Simon Njami (nella foto) è abituato a pensare in grande. Ha accettato l’incarico di commissario della 12° edizione di Dak’Art con l’idea di sprovincializzare l’appuntamento («non è la Biennale dei senegalesi») e rilanciarlo su scala internazionale. «Come succede per Venezia, ogni due anni il mondo dell’arte dovrà mobilitarsi per Dakar». Njami è uno dei curatori più autorevoli nel campo dell’arte contemporanea africana. Nel 1991 è stato tra i fondatori della Revue Noire (priva rivista a dedicata all’arte contemporanea africana) e la sua ultima fatica espositiva, la mostra sulla Divina Commedia vista dagli artisti africani, ha viaggiato tra Europa e Usa raccogliendo grandi consensi. Il titolo-tema per Dak’Art 2016 riprende un verso di Léopold Sédar Senghor: “La città nel giorno blu”, scritto quando il presidente-poeta iniziava a pensare all’indipendenza come a una possibilità concreta. «La città del giorno blu è un’utopia. E’ lontanissima dall’esistente e io volevo rimettere in corsa questo ideale».

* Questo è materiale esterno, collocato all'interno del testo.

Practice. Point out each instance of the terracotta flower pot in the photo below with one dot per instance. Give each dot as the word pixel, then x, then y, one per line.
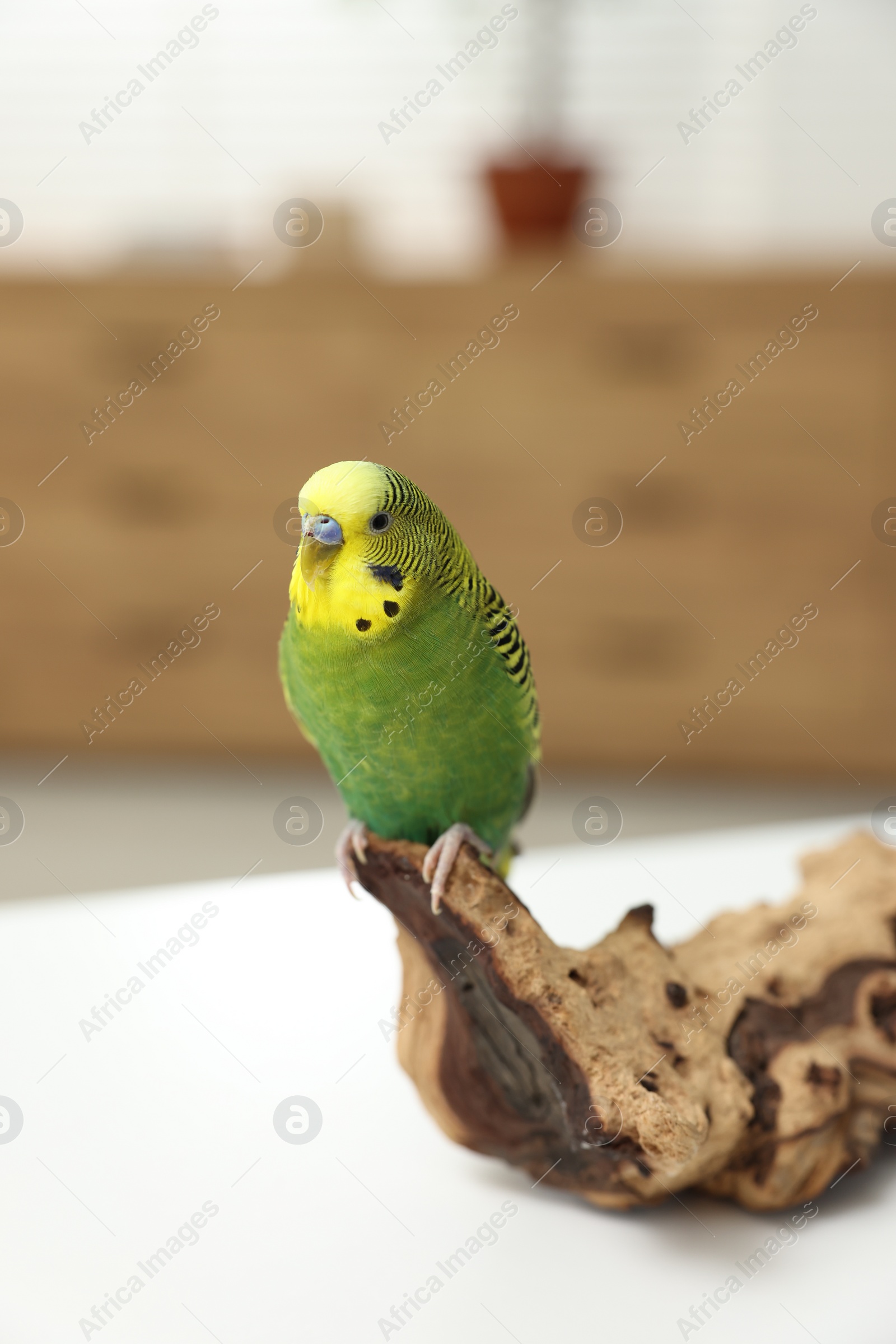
pixel 535 203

La Biennale sarà articolata in tre parti:
1) l’esposizione internazionale, per la quale è stato selezionato anche un artista in conto Italia, Délio Jasse;
2) i contorni («nel senso di ciò che definisce le cose»), che prevede la partecipazione di sei curatori esterni «non eurocentrici», di due paesi ospiti (Qatar e Nigeria) e la “carta bianca” data allo spazio artistico camerunese Doual’art per sottolineare il ruolo della società civile nello sviluppo della creatività africana;
3) il simposio, come lo intendevano Platone o Senofonte, ossia uno spazio di condivisione e confronto sulla nuova ecologia dell’arte.
Previsti anche una serie di interventi «per portare la creatività in periferia» e degli omaggi ad artisti che se ne sono andati, come la fotografa marocchina Leila Alaoui, una delle vittime dell’attentato di Ouagadougou dello scorso gennaio. Tanta carne al fuoco, insomma, e la volontà di assegnare all’Africa contemporanea una centralità artistica e propositiva reale.